Serdar Kaman’ın iddiasını ortaya koyamaması, “Esmesen de gürle” derler ya hani, bunu başaramaması, Büyükakın’ın, vekillerin, AKP teşkilatlarının; Büyükşehir’den çok ilçe belediye başkan adaylarına endekslenmesine neden oluyor, iktidarın adayları zora düştükleri yerde tüm teşkilattan, Büyükakın’dan ve vekillerden destek görüyor. Yani Millet ittifakının forveti olan Kaman, hücum yapmayınca Cumhur ittifakı, Millet ittifakının ceza sahasına tüm oyuncuları ile akın ediyor.

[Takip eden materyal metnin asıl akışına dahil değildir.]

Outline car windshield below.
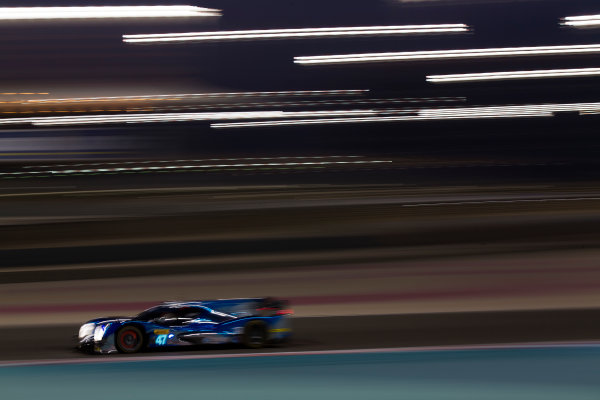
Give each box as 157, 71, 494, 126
135, 306, 233, 322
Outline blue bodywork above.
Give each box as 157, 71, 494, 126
78, 298, 291, 354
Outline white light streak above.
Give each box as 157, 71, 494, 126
0, 110, 376, 126
123, 24, 469, 43
27, 89, 369, 103
0, 6, 221, 20
211, 103, 600, 129
427, 68, 600, 83
294, 44, 600, 65
561, 14, 600, 28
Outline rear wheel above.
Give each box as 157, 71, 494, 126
242, 321, 268, 349
115, 325, 144, 353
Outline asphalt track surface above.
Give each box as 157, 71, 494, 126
0, 309, 600, 361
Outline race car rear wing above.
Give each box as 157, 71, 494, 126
256, 297, 294, 316
203, 297, 294, 318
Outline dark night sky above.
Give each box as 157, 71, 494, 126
0, 0, 600, 161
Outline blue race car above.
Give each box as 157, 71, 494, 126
78, 298, 292, 354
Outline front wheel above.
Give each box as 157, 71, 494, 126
115, 326, 144, 353
242, 321, 268, 349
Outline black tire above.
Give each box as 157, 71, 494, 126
242, 321, 269, 349
115, 325, 144, 353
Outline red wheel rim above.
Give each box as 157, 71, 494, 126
119, 329, 138, 350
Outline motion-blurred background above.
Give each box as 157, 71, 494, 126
0, 0, 600, 372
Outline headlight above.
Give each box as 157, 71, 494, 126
94, 325, 108, 342
79, 323, 96, 339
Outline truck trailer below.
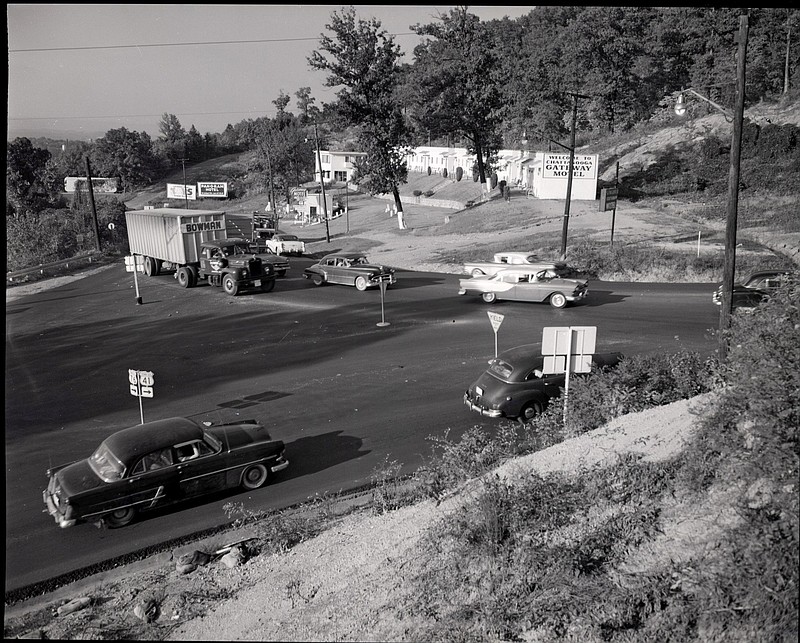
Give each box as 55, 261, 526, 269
125, 208, 275, 295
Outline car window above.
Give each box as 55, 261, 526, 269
89, 442, 125, 482
175, 440, 213, 462
132, 448, 173, 475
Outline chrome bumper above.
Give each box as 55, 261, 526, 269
269, 460, 289, 473
464, 393, 503, 418
42, 490, 78, 529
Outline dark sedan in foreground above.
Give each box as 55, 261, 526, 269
711, 270, 789, 309
43, 418, 289, 527
303, 252, 397, 290
464, 344, 622, 422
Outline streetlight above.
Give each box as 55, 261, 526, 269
675, 16, 748, 362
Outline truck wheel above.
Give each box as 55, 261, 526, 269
103, 507, 136, 529
177, 266, 192, 288
242, 464, 269, 490
222, 274, 239, 297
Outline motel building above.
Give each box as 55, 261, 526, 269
314, 150, 366, 184
406, 146, 598, 201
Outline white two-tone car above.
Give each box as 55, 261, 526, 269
458, 268, 589, 308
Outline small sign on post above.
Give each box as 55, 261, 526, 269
487, 310, 505, 357
375, 275, 390, 328
128, 369, 155, 424
125, 255, 144, 304
542, 326, 597, 423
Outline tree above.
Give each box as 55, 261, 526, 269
6, 137, 59, 217
156, 113, 187, 168
92, 127, 161, 190
294, 87, 319, 124
409, 7, 502, 191
308, 7, 410, 225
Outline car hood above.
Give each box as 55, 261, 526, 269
206, 424, 272, 449
55, 460, 106, 497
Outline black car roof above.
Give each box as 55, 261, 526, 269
105, 418, 203, 465
322, 252, 366, 261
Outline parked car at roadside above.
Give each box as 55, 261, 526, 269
464, 344, 623, 422
266, 232, 306, 257
458, 267, 589, 308
303, 252, 397, 290
42, 418, 289, 528
464, 251, 576, 277
711, 270, 790, 309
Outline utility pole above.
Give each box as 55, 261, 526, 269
561, 93, 589, 261
719, 16, 748, 362
314, 121, 331, 243
181, 159, 189, 210
86, 156, 100, 252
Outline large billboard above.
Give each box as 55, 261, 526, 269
167, 183, 197, 201
197, 181, 228, 199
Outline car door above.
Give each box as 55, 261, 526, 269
175, 440, 228, 498
325, 257, 345, 284
124, 448, 178, 509
514, 272, 546, 301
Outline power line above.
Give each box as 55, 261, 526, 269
8, 32, 417, 54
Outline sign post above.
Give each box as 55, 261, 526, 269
376, 279, 389, 328
542, 326, 597, 424
487, 310, 505, 357
128, 369, 155, 424
125, 255, 144, 305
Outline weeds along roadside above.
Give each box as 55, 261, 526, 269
223, 282, 800, 642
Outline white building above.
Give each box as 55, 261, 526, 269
314, 150, 366, 183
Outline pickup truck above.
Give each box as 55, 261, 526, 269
464, 252, 575, 277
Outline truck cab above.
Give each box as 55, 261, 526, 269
197, 239, 275, 295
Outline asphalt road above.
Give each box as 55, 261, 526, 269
5, 258, 718, 592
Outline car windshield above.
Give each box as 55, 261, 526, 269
489, 358, 514, 379
89, 442, 125, 482
203, 431, 222, 453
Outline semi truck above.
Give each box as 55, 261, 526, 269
125, 208, 275, 296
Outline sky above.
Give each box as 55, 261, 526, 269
6, 4, 533, 140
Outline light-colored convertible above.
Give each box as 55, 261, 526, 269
458, 268, 589, 308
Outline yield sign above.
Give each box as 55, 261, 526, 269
486, 310, 505, 333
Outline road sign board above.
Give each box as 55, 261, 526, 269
486, 310, 505, 333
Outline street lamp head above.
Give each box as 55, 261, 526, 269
675, 92, 686, 116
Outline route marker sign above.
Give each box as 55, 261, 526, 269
486, 310, 505, 357
128, 368, 155, 424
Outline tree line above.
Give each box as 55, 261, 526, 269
6, 6, 800, 258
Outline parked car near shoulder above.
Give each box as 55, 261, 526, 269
42, 418, 289, 528
464, 344, 623, 422
711, 270, 790, 309
464, 251, 576, 277
266, 232, 306, 256
303, 252, 397, 290
458, 268, 589, 308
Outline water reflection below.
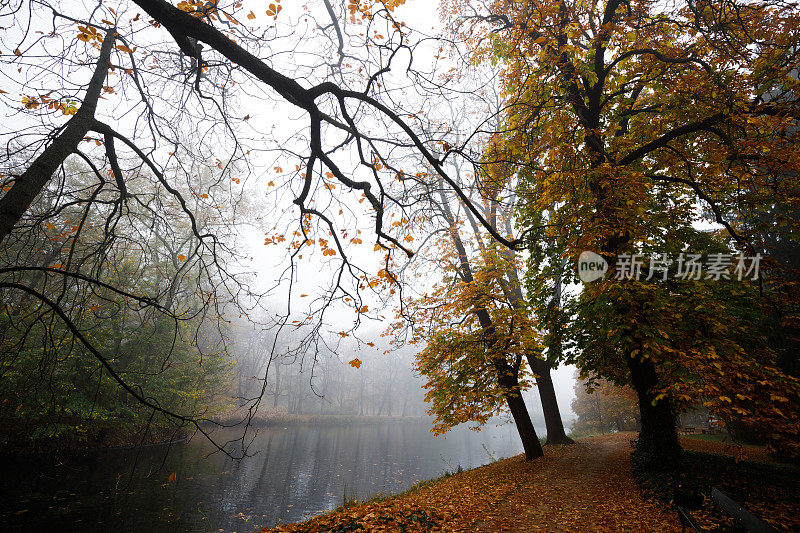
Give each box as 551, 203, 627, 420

Öyle ki bırakın Kaman’ın Millet ittifakının ilçe belediye başkan adaylarını sırtlamasını, ilçe belediye başkan adayları, yoğun tempoları, çalışmaları, projeleri ile Kaman’ı sırtlamış durumda. Özellikle de İzmit’te durum bundan ibaret. CHP’li İzmit Belediye Başkan adayı Fatma Kaplan Hürriyet, İYİ Parti’nin 24 Haziran seçimlerine girebilmesi için fedakarlık yapan 15 milletvekilinden biri olduğu gibi 31 Mart yerel seçim sürecinde de İYİ Partili Büyükşehir Belediye Başkan adayı Serdar Kaman’ın Büyükşehir’de başarılı olabilmesi için Büyükşehir adayı gibi hareket ediyor. Kaman’ı gittiği programlarda parlatıyor, pek çok programda onunla ortak hareket ediyor. İzmit, CHP’nin en güçlü olduğu ilçelerden biri, başarı şansı oldukça yüksek ancak İzmit, çantada keklik değil. AKP, İzmit’e tüm imkanları ile asılırken Hürriyet, bir defansa koşuyor, bir forvete… Millet ittifakını merkez ilçeden hareketlendirmeye çabalıyor.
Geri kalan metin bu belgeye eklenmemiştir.